Он замолчал. Лиза ничего не отвечала ему, собираясь с мыслями. И вдруг он сказал — и в голосе его послышалась невольная и неожиданная улыбка:
— И я все-таки люблю тебя.
— Я знаю, — сказала Лиза с презрением, — ты машина, но идеально сделанная машина, совсем как человек.

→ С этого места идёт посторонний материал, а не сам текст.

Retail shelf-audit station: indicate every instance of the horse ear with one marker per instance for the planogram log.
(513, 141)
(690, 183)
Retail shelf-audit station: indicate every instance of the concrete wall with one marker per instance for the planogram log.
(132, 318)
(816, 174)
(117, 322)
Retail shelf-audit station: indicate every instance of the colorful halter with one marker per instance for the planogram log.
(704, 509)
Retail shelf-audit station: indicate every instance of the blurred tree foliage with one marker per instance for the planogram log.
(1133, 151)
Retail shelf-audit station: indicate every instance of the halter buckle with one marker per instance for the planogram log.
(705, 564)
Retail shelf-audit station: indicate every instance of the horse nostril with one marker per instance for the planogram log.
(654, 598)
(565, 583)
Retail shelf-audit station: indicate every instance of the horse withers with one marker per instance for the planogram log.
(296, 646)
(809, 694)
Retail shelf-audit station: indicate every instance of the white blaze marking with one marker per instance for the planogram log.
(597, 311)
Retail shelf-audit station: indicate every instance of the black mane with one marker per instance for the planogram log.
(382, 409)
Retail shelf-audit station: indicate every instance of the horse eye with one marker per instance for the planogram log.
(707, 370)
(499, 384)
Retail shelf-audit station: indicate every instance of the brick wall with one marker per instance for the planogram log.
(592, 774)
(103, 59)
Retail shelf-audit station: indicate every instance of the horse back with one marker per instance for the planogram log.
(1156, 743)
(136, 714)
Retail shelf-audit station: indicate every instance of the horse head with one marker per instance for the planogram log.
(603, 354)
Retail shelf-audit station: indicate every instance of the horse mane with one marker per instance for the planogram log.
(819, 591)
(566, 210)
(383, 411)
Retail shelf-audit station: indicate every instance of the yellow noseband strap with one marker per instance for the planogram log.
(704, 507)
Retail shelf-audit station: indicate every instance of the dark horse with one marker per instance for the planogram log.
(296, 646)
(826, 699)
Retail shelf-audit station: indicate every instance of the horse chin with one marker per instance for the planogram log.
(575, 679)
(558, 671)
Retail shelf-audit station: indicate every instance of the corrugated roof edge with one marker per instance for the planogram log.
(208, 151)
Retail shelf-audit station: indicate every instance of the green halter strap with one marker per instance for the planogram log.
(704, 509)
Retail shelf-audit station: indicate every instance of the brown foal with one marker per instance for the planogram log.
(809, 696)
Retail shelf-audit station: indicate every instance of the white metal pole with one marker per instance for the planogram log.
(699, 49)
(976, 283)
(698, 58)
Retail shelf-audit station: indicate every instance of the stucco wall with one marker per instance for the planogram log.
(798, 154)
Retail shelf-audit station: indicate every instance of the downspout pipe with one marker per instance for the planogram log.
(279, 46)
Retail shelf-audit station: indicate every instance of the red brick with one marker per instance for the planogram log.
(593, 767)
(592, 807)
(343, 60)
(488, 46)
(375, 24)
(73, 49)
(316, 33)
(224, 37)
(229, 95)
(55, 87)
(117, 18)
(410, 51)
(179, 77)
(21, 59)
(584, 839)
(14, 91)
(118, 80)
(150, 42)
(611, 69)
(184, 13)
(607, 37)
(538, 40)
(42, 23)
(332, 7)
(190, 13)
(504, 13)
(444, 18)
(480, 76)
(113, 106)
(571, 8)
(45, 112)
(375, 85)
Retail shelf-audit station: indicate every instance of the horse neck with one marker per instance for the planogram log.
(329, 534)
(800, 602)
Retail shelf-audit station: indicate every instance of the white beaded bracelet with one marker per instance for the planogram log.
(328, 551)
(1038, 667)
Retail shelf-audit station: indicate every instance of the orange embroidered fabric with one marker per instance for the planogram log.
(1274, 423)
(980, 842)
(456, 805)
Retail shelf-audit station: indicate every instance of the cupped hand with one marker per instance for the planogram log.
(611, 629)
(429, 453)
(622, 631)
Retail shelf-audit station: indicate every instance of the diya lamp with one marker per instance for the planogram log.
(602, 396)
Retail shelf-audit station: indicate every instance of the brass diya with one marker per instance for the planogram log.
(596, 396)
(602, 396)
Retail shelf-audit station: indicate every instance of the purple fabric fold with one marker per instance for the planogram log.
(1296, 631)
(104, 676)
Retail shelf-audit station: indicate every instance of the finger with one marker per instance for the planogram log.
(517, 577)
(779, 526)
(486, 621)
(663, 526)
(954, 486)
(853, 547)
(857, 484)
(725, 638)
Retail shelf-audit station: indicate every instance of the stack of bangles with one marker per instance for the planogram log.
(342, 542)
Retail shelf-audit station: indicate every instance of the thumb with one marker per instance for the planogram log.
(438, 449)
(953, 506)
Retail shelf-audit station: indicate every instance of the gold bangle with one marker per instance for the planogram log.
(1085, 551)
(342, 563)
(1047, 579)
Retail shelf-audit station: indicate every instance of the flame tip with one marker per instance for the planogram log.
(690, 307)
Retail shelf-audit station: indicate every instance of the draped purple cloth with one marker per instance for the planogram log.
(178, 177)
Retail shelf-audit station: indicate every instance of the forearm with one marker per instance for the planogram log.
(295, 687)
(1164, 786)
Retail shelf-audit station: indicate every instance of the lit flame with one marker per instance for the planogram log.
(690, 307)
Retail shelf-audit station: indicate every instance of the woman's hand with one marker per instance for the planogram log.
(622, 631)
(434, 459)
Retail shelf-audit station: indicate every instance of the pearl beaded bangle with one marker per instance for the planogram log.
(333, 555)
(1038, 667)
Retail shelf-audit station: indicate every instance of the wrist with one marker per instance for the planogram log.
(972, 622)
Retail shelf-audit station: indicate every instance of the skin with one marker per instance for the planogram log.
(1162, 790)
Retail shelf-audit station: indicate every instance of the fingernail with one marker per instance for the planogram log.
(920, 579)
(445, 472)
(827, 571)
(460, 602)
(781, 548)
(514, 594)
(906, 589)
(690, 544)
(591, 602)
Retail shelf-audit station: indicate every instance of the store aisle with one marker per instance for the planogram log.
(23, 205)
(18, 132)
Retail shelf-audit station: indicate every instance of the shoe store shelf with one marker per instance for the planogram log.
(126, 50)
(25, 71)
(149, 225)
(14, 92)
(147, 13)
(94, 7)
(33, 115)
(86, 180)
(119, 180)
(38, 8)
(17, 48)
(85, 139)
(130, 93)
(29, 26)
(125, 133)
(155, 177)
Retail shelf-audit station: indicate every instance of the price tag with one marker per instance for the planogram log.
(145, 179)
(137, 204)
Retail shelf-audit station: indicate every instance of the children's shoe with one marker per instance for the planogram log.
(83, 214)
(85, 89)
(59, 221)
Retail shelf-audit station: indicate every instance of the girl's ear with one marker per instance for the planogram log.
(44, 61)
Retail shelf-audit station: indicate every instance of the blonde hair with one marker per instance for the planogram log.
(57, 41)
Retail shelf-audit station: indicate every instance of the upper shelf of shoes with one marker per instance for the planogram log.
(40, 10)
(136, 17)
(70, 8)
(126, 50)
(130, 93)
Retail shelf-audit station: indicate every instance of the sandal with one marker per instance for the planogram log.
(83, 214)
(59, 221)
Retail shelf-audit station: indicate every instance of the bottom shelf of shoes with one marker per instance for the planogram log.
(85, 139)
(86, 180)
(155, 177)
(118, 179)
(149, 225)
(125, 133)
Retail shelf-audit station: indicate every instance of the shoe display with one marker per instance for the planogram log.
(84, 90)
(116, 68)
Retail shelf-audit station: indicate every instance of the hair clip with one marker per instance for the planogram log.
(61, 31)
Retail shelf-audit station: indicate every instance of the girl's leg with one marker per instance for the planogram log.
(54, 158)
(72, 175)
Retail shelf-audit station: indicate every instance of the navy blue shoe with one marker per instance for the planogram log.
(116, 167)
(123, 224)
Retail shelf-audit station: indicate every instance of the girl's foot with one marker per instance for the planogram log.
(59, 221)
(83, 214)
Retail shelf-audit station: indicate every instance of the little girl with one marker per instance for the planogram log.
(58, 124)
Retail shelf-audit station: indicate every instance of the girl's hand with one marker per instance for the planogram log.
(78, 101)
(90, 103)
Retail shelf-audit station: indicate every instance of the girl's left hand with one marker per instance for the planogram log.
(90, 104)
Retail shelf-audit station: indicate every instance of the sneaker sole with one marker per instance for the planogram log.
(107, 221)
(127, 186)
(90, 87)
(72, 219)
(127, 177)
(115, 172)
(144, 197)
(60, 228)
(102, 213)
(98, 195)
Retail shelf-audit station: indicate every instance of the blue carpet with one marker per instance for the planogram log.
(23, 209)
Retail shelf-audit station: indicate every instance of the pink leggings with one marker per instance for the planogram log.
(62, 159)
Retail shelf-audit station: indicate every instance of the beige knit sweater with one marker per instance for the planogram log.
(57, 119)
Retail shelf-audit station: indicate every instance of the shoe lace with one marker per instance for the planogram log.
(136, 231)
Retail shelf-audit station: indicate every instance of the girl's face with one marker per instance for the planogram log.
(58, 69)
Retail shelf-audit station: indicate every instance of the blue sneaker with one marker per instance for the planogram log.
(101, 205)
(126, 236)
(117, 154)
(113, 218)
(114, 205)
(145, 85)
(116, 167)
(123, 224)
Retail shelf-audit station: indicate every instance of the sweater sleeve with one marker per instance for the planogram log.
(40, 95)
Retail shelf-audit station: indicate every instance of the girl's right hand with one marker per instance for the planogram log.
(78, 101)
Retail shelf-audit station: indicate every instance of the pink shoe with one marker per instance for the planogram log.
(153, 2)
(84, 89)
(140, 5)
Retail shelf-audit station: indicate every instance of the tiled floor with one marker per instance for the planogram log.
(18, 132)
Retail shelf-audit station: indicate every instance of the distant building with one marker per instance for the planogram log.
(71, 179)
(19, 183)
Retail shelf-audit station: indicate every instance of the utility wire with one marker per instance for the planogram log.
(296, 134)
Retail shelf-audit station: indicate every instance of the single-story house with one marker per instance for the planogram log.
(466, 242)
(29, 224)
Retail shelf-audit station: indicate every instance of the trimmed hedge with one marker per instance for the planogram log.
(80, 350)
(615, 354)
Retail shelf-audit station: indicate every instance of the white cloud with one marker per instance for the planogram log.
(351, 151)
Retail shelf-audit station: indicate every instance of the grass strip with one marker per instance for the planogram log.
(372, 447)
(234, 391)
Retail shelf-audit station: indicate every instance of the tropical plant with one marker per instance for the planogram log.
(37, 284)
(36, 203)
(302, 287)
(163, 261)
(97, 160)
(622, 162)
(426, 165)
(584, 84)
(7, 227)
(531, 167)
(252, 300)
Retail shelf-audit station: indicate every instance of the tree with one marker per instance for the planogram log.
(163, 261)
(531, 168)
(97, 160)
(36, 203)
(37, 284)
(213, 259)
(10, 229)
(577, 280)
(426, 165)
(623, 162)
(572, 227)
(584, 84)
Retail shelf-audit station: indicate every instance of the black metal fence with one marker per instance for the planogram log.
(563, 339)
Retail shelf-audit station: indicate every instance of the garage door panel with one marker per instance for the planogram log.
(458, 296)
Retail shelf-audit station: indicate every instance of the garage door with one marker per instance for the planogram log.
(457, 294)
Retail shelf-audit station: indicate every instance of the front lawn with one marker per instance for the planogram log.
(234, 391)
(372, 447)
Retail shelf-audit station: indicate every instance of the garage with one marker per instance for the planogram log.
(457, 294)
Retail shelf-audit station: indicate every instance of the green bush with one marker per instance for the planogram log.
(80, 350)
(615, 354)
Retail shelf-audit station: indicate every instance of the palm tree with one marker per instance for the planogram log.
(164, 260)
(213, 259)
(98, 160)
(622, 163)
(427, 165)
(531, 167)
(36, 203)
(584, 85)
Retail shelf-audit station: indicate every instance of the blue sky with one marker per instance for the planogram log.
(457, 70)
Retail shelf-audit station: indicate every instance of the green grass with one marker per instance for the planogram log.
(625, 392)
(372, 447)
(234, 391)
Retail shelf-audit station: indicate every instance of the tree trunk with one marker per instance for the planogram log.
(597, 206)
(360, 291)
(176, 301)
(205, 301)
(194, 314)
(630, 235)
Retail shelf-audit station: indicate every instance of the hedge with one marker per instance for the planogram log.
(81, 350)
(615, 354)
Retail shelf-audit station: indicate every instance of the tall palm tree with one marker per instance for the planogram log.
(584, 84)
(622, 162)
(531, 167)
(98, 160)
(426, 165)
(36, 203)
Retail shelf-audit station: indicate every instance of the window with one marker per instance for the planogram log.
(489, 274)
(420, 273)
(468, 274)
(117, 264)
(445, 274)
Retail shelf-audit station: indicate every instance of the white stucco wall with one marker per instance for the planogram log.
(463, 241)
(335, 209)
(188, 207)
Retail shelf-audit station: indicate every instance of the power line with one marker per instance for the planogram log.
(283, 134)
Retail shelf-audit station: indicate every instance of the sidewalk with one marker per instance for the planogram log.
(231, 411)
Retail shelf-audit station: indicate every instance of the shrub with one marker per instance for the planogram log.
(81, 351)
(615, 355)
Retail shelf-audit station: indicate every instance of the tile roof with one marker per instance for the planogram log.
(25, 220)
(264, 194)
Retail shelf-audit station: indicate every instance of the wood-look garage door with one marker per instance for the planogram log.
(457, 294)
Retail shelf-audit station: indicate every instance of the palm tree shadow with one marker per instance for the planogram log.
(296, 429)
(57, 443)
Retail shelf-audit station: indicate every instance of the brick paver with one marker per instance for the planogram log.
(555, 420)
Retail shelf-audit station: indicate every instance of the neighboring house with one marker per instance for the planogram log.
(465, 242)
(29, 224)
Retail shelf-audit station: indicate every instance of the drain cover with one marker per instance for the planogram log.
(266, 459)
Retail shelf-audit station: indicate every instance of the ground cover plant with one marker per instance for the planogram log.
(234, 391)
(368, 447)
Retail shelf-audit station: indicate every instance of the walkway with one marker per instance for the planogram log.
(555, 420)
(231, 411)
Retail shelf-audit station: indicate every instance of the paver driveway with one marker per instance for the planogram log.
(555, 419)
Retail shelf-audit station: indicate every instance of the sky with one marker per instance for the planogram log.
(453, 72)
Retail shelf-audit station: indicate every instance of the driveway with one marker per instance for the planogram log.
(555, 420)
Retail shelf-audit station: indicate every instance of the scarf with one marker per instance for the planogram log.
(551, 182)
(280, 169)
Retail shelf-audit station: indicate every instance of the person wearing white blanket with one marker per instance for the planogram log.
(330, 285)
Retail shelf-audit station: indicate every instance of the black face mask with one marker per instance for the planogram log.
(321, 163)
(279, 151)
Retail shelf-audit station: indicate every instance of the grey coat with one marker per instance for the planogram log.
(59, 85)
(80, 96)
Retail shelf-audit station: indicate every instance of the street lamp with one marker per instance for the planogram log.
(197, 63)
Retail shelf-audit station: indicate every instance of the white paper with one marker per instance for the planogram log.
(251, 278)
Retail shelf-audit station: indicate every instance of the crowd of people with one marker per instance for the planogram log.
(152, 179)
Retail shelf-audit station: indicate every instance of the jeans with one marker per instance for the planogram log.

— Другая грубая ошибка, Лиза. Пойми же, что я совсем не машина. Меня ты и Леля всегда считаете машиной, потому что вы не понимаете, что меня заставляет так жить. Ты не думала об этом? Мне жаль людей, ты понимаешь? Мне всегда было жаль Лелю — зачем я заставлял бы ее страдать, преследуя ее за бесконечные романы? Я позволял ей жить, как она хочет, — и тем более бескорыстно, что знал, что никакой благодарности за это не будет, она продолжает считать меня бездушным человеком. Мне жаль было тебя — и ты должна это знать. Мне всех жаль, Лиза, потому я не возражаю людям, не мешаю думать, что они хотят, и жить, как им нравится, хотя действуют они почти всегда неправильно. И вот еще одно доказательство, что я не машина, — это то, что этой жалости есть предел. Мы с тобой дошли до него сегодня.
Лиза услышала, что он встал с кресла.
— Я ухожу, — сказал он. — Надо разыскать Сережу. Между ним и тобой все кончено. Я постараюсь, чтобы ты больше его не увидела.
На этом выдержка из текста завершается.